The World Cup is technically “solving” the issue of the missing players, but it’s missing the bigger picture. There’s a difference between including elite players and actually making sure the tournament is structured in a way that creates real competition. This 4 Nations was a massive success and the same can be said about the 2028 World Cup as long as some serious moves are made to ensure the maximum amount of true best-on-best hockey. Here are two ideas.
At one point, a North America vs. Europe format was used in the 1979 Challenge Cup, where a team of NHL All-Stars played a three-game series against the Soviet Union. This concept could work well now. Unlike the 4 Nations format, this ensures that every elite NHL player is eligible, regardless of nationality. Historically, Canada and the U.S. have had more depth than Europe as a whole, but in today's NHL, the top European players can absolutely match up. This is probably the simplest way to do it while still capturing the highest level of international hockey.
This naturally opens the door for another possibility that has been long overdue: an exclusive USA vs. Canada showdown. No rivalry in hockey carries the same weight as these two nations going head-to-head. It is the defining battle of the sport, rooted in history, culture, and decades of legendary moments and clearly displayed in this year’s 4 Nations. While the Olympics and past World Cups have provided glimpses of this matchup on the biggest stage, the opportunity to build a full-fledged best-of-three or best-of-five series between these two powerhouses would stand alone as a separate, highly anticipated event.
A secondary suggestion to ensure a best-on-best tournament would be a rework of the 4 Nations. First, replace one of the nations with a “Team Europe,” essentially an all-star squad made up of the best players whose national teams did not make the tournament. Then, after each tournament, the worst-performing of the three invited nations (based on standings or a tiebreaker) would be relegated and swapped with a new nation for the next edition.

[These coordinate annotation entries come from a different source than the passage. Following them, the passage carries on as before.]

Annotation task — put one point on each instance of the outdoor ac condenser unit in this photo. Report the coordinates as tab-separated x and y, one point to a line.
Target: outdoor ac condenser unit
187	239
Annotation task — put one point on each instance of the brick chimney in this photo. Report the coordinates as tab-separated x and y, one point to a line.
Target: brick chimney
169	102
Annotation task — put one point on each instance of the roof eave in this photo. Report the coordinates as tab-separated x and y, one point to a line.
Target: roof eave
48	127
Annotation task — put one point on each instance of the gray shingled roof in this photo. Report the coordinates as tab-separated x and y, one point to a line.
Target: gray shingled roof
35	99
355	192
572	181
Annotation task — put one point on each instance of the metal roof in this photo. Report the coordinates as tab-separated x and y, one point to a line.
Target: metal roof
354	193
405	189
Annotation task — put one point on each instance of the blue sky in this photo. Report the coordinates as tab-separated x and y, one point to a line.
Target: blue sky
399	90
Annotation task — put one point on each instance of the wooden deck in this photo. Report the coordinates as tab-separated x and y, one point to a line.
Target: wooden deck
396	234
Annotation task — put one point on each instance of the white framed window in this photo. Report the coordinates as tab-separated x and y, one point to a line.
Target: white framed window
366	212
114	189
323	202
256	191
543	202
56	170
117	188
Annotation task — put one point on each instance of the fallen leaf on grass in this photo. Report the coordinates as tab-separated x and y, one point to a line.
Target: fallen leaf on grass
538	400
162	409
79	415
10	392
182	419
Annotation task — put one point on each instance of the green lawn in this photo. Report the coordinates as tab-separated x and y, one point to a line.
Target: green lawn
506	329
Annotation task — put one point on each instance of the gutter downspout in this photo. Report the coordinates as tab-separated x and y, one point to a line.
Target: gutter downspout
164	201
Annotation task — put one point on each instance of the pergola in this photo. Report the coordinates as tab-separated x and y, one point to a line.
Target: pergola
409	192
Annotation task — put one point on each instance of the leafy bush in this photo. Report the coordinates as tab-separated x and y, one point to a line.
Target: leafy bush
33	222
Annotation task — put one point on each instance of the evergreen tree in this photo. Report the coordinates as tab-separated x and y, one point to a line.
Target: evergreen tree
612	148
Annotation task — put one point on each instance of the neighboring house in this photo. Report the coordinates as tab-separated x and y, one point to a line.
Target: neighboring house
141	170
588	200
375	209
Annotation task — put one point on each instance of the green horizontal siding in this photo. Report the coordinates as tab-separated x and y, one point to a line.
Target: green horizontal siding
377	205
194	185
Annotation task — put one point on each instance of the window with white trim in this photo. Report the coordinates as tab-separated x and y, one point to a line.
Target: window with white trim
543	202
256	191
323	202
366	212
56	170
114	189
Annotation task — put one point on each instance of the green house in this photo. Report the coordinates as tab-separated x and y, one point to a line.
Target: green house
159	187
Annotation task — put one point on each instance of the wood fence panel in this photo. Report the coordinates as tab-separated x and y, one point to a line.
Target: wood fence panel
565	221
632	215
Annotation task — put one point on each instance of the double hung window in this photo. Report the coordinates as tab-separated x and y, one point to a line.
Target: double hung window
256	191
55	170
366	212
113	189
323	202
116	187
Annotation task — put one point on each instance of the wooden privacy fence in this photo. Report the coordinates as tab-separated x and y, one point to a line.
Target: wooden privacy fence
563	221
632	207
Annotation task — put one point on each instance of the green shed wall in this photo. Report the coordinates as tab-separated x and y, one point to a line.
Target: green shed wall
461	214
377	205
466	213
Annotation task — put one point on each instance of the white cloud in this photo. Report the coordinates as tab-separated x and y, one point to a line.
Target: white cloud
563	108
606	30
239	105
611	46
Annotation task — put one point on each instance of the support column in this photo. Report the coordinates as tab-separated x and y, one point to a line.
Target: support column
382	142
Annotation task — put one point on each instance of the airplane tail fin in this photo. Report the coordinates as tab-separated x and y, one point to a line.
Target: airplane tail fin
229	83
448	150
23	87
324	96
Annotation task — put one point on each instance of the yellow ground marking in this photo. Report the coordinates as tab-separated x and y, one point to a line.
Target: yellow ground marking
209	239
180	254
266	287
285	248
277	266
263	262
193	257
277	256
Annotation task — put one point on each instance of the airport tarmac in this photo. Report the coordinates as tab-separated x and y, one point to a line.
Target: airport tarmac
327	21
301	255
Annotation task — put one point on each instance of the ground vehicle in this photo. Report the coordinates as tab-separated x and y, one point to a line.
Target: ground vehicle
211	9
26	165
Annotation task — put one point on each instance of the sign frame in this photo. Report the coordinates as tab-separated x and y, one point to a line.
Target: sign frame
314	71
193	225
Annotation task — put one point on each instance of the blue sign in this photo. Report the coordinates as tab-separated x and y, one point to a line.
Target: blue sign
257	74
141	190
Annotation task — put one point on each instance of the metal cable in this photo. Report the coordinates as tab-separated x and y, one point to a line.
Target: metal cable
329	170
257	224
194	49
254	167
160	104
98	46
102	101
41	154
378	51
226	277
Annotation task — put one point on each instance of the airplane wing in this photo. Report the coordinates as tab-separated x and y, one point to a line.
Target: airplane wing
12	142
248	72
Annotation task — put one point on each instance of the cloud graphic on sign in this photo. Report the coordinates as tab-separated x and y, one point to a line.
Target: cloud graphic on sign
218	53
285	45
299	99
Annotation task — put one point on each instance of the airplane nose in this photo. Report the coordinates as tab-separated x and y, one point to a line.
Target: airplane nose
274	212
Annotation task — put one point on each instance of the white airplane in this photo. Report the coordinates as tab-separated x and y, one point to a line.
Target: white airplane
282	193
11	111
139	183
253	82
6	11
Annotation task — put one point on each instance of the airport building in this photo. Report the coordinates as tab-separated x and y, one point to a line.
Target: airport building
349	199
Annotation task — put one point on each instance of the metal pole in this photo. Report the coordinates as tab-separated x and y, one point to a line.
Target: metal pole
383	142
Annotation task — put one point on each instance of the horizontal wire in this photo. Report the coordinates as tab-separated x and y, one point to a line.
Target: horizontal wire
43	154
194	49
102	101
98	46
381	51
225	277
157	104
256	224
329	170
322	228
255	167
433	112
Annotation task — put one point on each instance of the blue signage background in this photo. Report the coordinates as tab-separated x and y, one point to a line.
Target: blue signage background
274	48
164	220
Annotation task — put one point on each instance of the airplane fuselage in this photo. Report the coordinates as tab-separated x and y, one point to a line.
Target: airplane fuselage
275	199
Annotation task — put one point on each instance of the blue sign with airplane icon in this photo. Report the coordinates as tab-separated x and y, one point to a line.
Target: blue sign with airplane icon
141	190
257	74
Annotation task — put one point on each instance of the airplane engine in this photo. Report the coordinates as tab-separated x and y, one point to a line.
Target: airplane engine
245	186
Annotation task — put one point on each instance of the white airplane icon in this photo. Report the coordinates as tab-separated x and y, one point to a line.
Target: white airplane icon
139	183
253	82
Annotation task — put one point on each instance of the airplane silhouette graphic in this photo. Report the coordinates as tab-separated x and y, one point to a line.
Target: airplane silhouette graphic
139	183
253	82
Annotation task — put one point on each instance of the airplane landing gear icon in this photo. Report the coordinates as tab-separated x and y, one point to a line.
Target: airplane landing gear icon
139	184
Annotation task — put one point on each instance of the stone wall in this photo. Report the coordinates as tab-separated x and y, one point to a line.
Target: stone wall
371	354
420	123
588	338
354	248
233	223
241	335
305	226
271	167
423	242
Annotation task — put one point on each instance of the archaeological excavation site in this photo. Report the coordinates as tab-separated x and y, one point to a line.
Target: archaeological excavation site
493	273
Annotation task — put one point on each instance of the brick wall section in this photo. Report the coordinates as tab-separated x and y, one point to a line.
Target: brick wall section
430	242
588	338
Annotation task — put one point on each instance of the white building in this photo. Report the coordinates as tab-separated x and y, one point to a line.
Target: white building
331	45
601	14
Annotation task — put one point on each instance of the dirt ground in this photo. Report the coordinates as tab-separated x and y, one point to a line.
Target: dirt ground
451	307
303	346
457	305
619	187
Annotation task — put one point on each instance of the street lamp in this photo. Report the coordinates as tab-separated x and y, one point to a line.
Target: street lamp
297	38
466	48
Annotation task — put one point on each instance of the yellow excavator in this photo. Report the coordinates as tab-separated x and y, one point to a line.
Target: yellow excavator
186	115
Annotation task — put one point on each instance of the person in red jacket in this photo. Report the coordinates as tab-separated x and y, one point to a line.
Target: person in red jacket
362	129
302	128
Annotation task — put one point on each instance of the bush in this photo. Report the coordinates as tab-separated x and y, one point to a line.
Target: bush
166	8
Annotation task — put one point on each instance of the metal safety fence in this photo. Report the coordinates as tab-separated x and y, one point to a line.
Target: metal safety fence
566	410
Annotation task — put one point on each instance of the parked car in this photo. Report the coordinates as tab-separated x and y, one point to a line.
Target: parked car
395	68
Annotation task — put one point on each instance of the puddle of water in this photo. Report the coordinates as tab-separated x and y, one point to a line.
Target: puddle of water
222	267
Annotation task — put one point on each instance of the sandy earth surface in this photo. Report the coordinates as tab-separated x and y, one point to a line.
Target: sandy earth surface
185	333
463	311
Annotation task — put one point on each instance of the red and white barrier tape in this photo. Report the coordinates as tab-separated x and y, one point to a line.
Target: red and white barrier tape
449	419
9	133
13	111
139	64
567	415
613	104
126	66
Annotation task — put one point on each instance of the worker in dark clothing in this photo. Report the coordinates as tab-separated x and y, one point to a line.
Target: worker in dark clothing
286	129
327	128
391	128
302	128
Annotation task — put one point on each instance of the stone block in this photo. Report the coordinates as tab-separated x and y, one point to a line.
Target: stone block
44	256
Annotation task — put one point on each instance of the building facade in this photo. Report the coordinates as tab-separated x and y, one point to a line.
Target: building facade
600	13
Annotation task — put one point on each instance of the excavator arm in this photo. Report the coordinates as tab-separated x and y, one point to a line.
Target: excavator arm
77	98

In practical terms an example of this could look like Canada, U.S., and Sweden being invited and the remaining top European players forming Team Europe. This solves the biggest issue with the current Four Nations format and by adding relegation, you prevent the tournament from feeling stagnant. Even if a team isn’t in contention for the final, they still have to fight to avoid finishing last and losing their place in the next tournament.
The process could be straightforward. After the round-robin phase, the standings would determine not only which teams advance to the championship game, but also which team is relegated. The lowest-placed national team among the three invited participants would be replaced by the next best-ranked hockey nation based on NHL-selected criteria. Since it’s an NHL tournament, one suggestion would be to incorporate the use of an objective metric like total points scored by NHL players by nationality. This system would reward countries that develop strong talent pipelines while ensuring that no team coasts on reputation alone.
This would also create a fascinating dynamic for Team Europe: since they aren’t a traditional nation, they wouldn’t be subject to relegation, meaning they’d be a constant presence in the tournament. This could turn them into either a dominant force or a perennial underdog, depending on how their roster is structured in a given year. Fans would have a completely new type of team to root for, one that represents global talent rather than a single country and one that, when examined, could absolutely win the tournament year in and year out.
The current 4 Nations setup was a massive step up from the All-Star Game but it falls short of being a legitimate international event because of its exclusionary nature. Adding a “Team Europe” and implementing relegation fixes these issues while maintaining a streamlined, easy-to-follow format. It also adds the kind of unpredictability that makes sports compelling.